I was always interested as a youngster in dismantling things and then trying to put things back together, normally unsuccessfully. My initial career choice was to go into carpentry as I had worked with my brother-in-law changing my parents’ roof and fitting kitchens. Woodwork was always a lesson I enjoyed in school. Everything I enjoyed doing in school or in the evenings had some sort of practical element to it. An employee from the Steelworks came to one of our open days and showed us the various processes the steel went through and the kind of engineering that needed to be applied to maintain the plant/works. This instigated conversation with my family and it was actually my father who gave me the final push to apply for a Mechanical Apprenticeship at British Steel. He saw the benefits and career opportunities that the industry offered and after being interviewed and being shown around the steelworks, I immediately accepted. Being chosen out of hundreds of applicants, this was a feeling of great success.
After leaving High School in 1996 with 6 GCSEs I immediately gained employment in the summer with a local cardboard packaging firm. This was a great introduction to the world of work before I started my apprenticeship. On successfully completing my apprenticeship, I became a member of the Operational Team on ETL no3 at British Steel as a multi-skilled operative. Unfortunately, the Steelworks in Ebbw Vale closed in 2001 and I was made redundant. I saw this as an opportunity to try new things so following this, I trained as a gas fitter and worked locally and in London. Not long after, an opportunity arose for me to play and coach rugby to children in New Zealand and I couldn’t pass it up. This was a 2-year contract and but I needed to work alongside it. Completing my mechanical apprenticeship meant that I had numerous job offers. UK-based apprenticeships hold fantastic weight on the other side of the world and was able to secure a job as a plumber as this enabled me to work around the rugby contract. On arriving back in the UK at the end of 2004, I started as a Mechanical Fitter in Nash STW on a 3 week contract. This has been the longest 3 weeks of my life…
Being an apprentice allows you to not only learn the basics of the craft, both in the classroom and workshop, but also allows you to tap into some of the fantastic experience that colleagues have gained over 20, 30, 40 years of working in the industry.

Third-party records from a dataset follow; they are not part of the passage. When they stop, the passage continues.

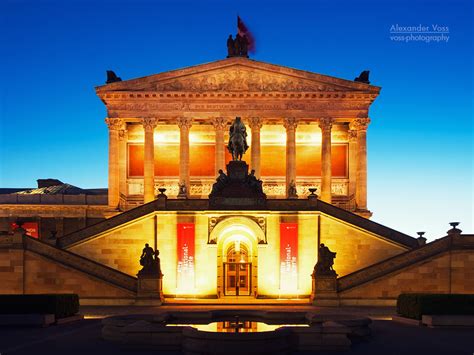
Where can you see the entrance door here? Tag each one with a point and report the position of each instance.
(237, 271)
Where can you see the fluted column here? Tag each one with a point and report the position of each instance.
(219, 124)
(325, 124)
(123, 136)
(290, 124)
(184, 124)
(115, 125)
(352, 138)
(149, 125)
(255, 124)
(361, 185)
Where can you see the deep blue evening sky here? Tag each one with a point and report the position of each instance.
(420, 142)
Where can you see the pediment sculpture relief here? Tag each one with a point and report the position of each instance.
(241, 80)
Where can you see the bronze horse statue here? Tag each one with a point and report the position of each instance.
(238, 139)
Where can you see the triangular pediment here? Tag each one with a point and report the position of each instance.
(238, 75)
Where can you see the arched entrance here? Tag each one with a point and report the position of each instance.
(237, 270)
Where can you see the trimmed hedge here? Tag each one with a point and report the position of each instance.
(414, 305)
(61, 305)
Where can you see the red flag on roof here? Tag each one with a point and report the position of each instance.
(244, 31)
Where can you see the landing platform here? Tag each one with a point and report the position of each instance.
(241, 300)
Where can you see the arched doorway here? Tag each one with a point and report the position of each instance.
(237, 270)
(237, 238)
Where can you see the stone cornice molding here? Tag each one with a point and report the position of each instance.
(255, 123)
(149, 123)
(219, 123)
(359, 124)
(184, 123)
(241, 73)
(280, 95)
(325, 123)
(115, 124)
(290, 123)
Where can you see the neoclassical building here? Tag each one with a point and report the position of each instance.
(171, 129)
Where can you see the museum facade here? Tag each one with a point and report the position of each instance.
(167, 144)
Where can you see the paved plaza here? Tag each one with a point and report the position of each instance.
(84, 337)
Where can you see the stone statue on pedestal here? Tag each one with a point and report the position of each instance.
(292, 193)
(182, 191)
(325, 263)
(150, 262)
(237, 145)
(112, 77)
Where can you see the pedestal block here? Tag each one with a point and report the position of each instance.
(150, 286)
(324, 290)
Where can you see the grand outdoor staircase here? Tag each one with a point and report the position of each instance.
(81, 264)
(406, 259)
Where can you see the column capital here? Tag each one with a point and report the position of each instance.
(359, 124)
(255, 123)
(290, 123)
(325, 123)
(123, 134)
(219, 123)
(149, 123)
(184, 122)
(352, 135)
(115, 124)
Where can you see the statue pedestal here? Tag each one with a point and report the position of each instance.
(150, 287)
(238, 189)
(324, 290)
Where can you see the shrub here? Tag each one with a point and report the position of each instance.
(414, 305)
(61, 305)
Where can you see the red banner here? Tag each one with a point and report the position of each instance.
(288, 257)
(31, 228)
(185, 277)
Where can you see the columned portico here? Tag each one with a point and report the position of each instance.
(290, 124)
(360, 125)
(115, 125)
(255, 124)
(268, 97)
(149, 125)
(325, 124)
(123, 136)
(219, 124)
(184, 124)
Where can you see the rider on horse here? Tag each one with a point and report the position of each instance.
(237, 139)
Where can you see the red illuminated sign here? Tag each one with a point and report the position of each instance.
(185, 277)
(31, 228)
(288, 257)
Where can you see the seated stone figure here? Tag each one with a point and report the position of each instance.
(325, 263)
(150, 262)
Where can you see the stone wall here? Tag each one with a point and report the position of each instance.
(121, 248)
(23, 271)
(449, 272)
(355, 248)
(45, 276)
(11, 270)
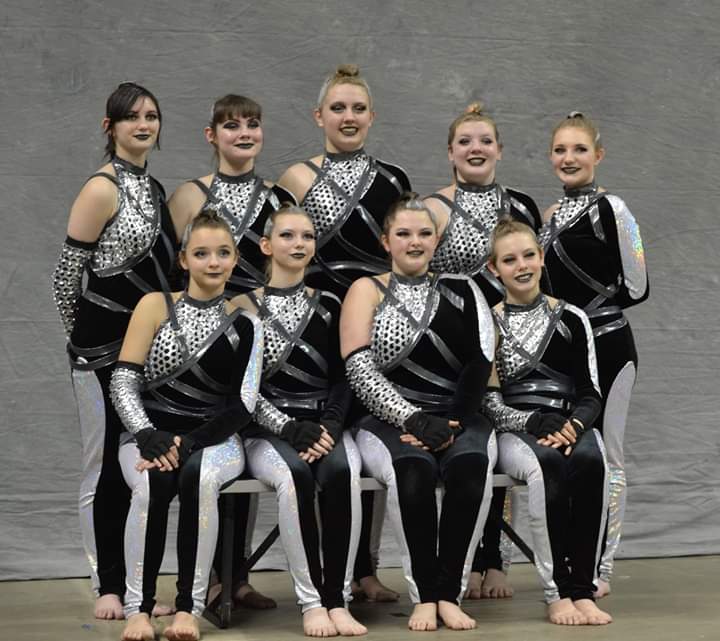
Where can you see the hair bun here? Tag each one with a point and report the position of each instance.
(347, 71)
(475, 108)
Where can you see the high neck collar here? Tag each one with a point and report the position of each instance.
(201, 304)
(514, 307)
(241, 178)
(401, 279)
(129, 167)
(339, 156)
(584, 190)
(284, 291)
(477, 189)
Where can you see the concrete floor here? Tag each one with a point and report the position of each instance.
(653, 600)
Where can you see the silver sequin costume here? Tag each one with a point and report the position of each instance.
(347, 202)
(303, 380)
(245, 202)
(190, 378)
(132, 256)
(538, 373)
(464, 247)
(595, 259)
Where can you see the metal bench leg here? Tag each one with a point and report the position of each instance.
(514, 537)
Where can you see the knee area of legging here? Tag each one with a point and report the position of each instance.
(588, 463)
(161, 486)
(415, 478)
(469, 470)
(551, 463)
(335, 478)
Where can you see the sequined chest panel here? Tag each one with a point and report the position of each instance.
(135, 226)
(405, 312)
(525, 332)
(342, 181)
(241, 201)
(283, 317)
(466, 242)
(196, 322)
(570, 209)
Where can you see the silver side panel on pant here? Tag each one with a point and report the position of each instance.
(377, 460)
(268, 466)
(355, 464)
(492, 452)
(614, 422)
(135, 526)
(518, 460)
(220, 464)
(91, 411)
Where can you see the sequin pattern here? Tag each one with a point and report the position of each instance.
(235, 197)
(528, 327)
(569, 208)
(125, 386)
(133, 230)
(504, 417)
(392, 329)
(288, 311)
(268, 416)
(323, 203)
(67, 282)
(196, 324)
(375, 391)
(465, 248)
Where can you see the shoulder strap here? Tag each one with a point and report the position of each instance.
(104, 174)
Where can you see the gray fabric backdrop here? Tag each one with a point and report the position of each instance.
(647, 71)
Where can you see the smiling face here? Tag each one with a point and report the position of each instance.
(237, 141)
(574, 156)
(474, 152)
(209, 256)
(517, 261)
(411, 240)
(137, 132)
(346, 116)
(291, 244)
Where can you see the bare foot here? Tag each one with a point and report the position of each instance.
(162, 610)
(496, 585)
(345, 623)
(376, 591)
(183, 628)
(474, 586)
(108, 606)
(138, 628)
(563, 612)
(248, 597)
(594, 614)
(423, 618)
(317, 623)
(453, 617)
(603, 589)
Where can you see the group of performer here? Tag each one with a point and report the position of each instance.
(334, 324)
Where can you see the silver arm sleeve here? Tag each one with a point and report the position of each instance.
(251, 380)
(268, 416)
(376, 392)
(504, 417)
(125, 386)
(67, 282)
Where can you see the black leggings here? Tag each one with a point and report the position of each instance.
(435, 555)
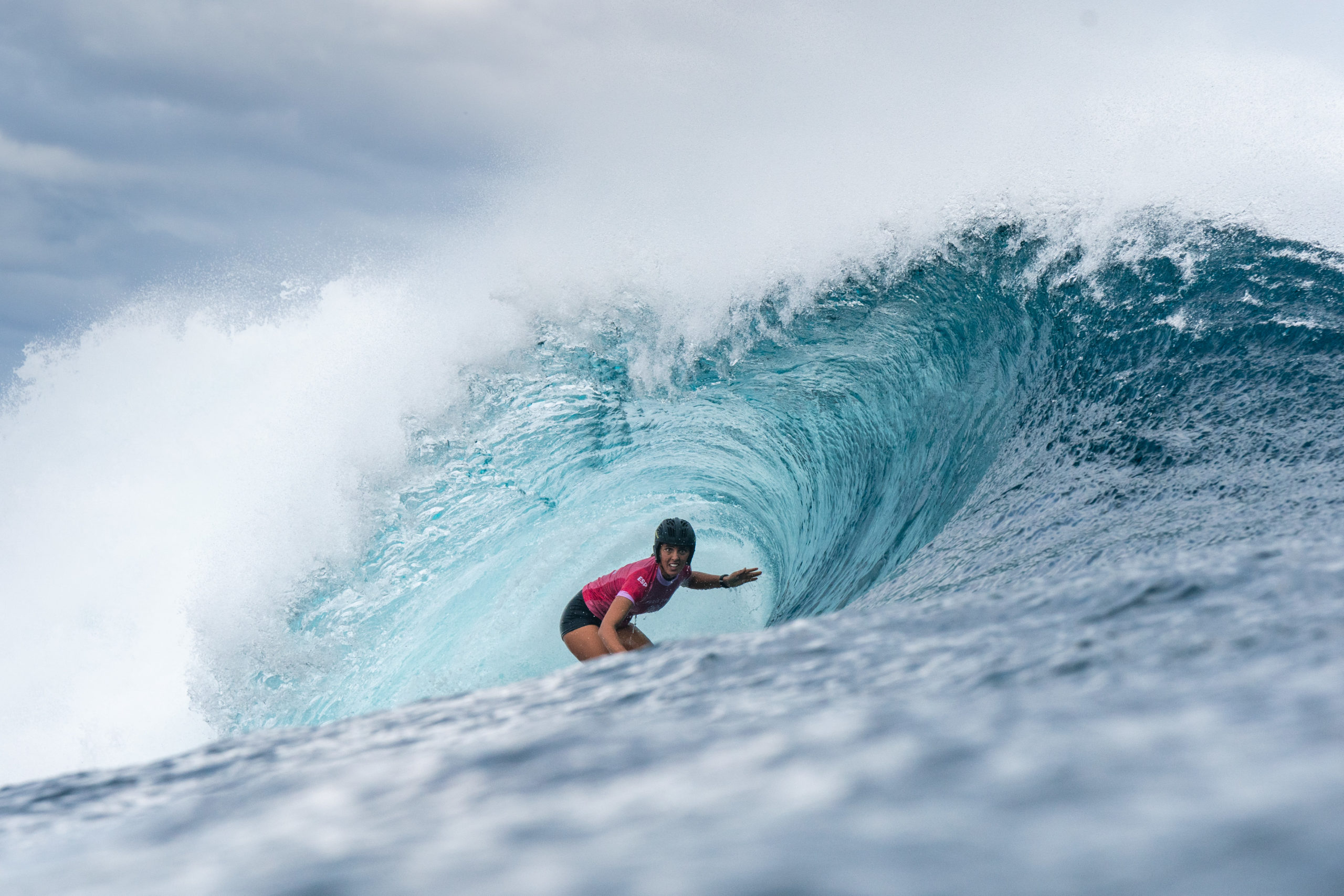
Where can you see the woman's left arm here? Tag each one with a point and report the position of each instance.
(702, 581)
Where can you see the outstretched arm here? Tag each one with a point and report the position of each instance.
(615, 616)
(702, 581)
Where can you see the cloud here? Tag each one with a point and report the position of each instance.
(148, 138)
(41, 162)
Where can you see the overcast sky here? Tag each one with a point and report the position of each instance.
(148, 141)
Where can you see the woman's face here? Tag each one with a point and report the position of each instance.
(673, 559)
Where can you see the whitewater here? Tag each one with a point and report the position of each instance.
(1045, 473)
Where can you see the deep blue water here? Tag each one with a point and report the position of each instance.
(1053, 605)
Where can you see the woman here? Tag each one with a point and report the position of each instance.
(598, 620)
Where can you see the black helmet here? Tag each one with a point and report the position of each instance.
(675, 531)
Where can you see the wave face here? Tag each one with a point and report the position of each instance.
(1083, 504)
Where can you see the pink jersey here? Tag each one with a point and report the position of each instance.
(642, 582)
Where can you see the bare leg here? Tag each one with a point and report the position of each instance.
(586, 645)
(632, 638)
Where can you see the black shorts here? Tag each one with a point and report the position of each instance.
(577, 616)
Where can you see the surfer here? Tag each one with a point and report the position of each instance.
(600, 618)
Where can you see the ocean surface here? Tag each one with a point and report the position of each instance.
(1053, 604)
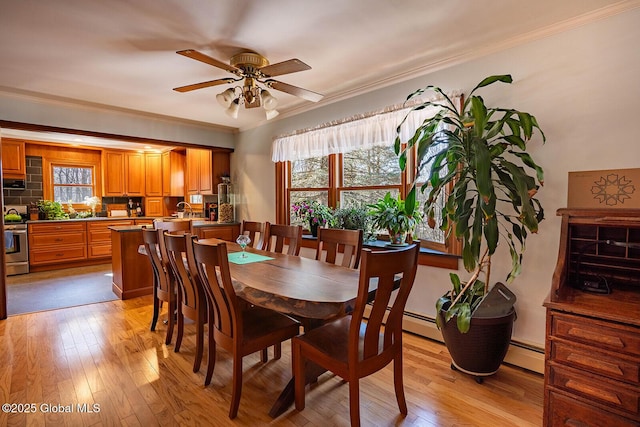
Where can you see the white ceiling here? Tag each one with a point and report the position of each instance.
(121, 53)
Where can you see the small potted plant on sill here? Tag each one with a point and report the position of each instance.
(313, 213)
(399, 217)
(479, 161)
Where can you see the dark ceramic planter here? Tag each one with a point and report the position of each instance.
(480, 351)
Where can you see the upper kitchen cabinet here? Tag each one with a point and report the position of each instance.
(124, 173)
(173, 173)
(13, 159)
(204, 169)
(153, 172)
(199, 174)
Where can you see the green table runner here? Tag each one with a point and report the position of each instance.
(236, 258)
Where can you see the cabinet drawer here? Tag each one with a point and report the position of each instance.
(64, 237)
(600, 334)
(596, 362)
(617, 396)
(60, 254)
(100, 251)
(56, 227)
(565, 411)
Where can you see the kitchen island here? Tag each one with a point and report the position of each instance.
(132, 274)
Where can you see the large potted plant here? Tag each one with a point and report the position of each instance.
(399, 217)
(478, 158)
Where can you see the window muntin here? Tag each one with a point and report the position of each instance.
(72, 183)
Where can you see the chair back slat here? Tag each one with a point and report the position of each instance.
(280, 234)
(176, 247)
(213, 268)
(380, 333)
(257, 232)
(331, 240)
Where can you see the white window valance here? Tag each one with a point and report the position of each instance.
(355, 133)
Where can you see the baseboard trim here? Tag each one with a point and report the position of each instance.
(519, 354)
(523, 355)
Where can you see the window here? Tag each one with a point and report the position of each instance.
(354, 163)
(72, 183)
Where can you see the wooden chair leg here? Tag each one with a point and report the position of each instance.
(211, 361)
(236, 388)
(354, 402)
(299, 375)
(171, 321)
(180, 325)
(199, 345)
(156, 306)
(398, 384)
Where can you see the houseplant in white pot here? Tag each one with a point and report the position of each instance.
(399, 217)
(478, 158)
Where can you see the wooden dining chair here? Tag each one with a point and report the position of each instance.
(257, 232)
(232, 326)
(353, 348)
(191, 300)
(163, 282)
(279, 234)
(330, 240)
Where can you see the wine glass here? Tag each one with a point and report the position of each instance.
(243, 240)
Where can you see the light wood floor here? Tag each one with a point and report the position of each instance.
(105, 354)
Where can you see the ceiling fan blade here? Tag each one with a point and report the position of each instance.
(294, 90)
(285, 67)
(210, 83)
(194, 54)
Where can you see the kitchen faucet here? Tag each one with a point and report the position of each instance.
(186, 205)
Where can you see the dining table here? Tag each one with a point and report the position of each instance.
(304, 288)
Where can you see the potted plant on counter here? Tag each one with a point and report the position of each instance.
(313, 213)
(399, 217)
(478, 158)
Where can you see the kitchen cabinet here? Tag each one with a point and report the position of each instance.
(592, 351)
(99, 237)
(124, 173)
(199, 178)
(173, 174)
(57, 242)
(228, 232)
(153, 174)
(13, 159)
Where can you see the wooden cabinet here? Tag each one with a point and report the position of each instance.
(99, 237)
(13, 159)
(154, 206)
(173, 174)
(57, 242)
(153, 174)
(592, 352)
(124, 173)
(199, 178)
(225, 232)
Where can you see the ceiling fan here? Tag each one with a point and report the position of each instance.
(252, 69)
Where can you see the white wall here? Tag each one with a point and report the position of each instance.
(58, 113)
(583, 87)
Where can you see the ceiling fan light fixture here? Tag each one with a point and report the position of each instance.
(226, 98)
(271, 114)
(269, 102)
(233, 109)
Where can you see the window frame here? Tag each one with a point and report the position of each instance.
(48, 181)
(451, 246)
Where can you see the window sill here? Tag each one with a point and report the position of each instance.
(427, 257)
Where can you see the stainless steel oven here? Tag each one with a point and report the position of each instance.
(16, 247)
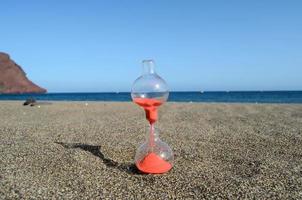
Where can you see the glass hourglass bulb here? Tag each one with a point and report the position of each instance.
(150, 91)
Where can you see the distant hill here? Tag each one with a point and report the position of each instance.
(13, 79)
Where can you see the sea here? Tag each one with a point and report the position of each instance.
(206, 96)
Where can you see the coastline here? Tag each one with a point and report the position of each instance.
(226, 150)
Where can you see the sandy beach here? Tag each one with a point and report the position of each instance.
(74, 150)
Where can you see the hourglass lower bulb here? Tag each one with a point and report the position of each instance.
(150, 91)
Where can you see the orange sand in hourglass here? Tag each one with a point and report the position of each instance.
(151, 163)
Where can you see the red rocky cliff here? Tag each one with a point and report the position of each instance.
(13, 79)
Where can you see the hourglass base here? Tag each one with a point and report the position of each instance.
(154, 160)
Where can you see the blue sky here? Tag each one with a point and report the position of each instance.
(97, 46)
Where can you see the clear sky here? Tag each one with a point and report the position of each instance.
(97, 46)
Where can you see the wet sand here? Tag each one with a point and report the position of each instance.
(69, 150)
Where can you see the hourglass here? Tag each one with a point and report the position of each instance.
(150, 91)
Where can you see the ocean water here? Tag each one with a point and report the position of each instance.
(227, 97)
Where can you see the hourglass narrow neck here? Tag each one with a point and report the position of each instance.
(148, 67)
(152, 137)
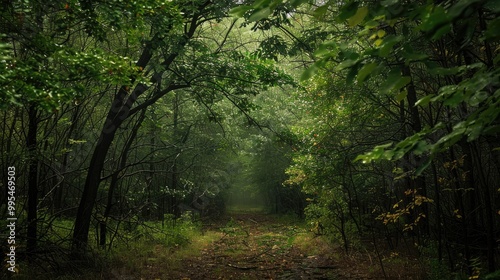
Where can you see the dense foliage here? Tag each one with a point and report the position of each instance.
(373, 119)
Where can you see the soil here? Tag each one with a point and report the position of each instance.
(257, 246)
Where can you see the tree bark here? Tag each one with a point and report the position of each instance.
(31, 143)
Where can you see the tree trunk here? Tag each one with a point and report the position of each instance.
(31, 143)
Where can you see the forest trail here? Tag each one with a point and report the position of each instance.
(257, 246)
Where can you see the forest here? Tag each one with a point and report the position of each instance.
(250, 139)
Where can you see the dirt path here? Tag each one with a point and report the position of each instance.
(253, 246)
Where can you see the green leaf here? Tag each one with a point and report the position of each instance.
(309, 72)
(358, 16)
(424, 100)
(423, 166)
(260, 14)
(394, 82)
(365, 71)
(239, 11)
(320, 11)
(401, 95)
(296, 3)
(387, 44)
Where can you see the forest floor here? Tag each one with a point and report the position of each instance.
(257, 246)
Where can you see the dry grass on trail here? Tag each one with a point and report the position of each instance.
(256, 246)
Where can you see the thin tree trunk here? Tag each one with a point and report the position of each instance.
(31, 143)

It instilled discipline in me, timekeeping, and team-working skills and gave me the confidence of putting what I have learnt in college, into practise once back on-site. I was also encouraged to become independent, problem solve and communicate with other departments to come to a successful conclusion, whatever task I faced.
Welsh Water is such a varied business, every day is different. Staff are very humble, with great camaraderie across all areas. Colleagues’ health and safety is driven from the top and no one is expected to carry out any work until all risk assessment criteria is met. Everyone is responsible to ensure the task is completed in the absolute safest way possible. There are unlimited career opportunities for people due to the vast scale of the business, and we are always innovating and evolving, with continuous improvements at the forefront of everything we do.
My tips for success are 1) don’t ever sell yourself short in an interview. You never get a second chance to make a first impression and if you do something like play a sport, instrument, or you’re member of a group, anything that makes you stand out, then let the interviewer know. It can be competitive and if you do something that could get you noticed, let them know. 2) Always stay grounded. You will be learning something new every day and you’ll gain great respect if you show you are engaged in the task at hand. And 3) always ask questions, there is no such thing as a stupid one. It’s all part of the learning process.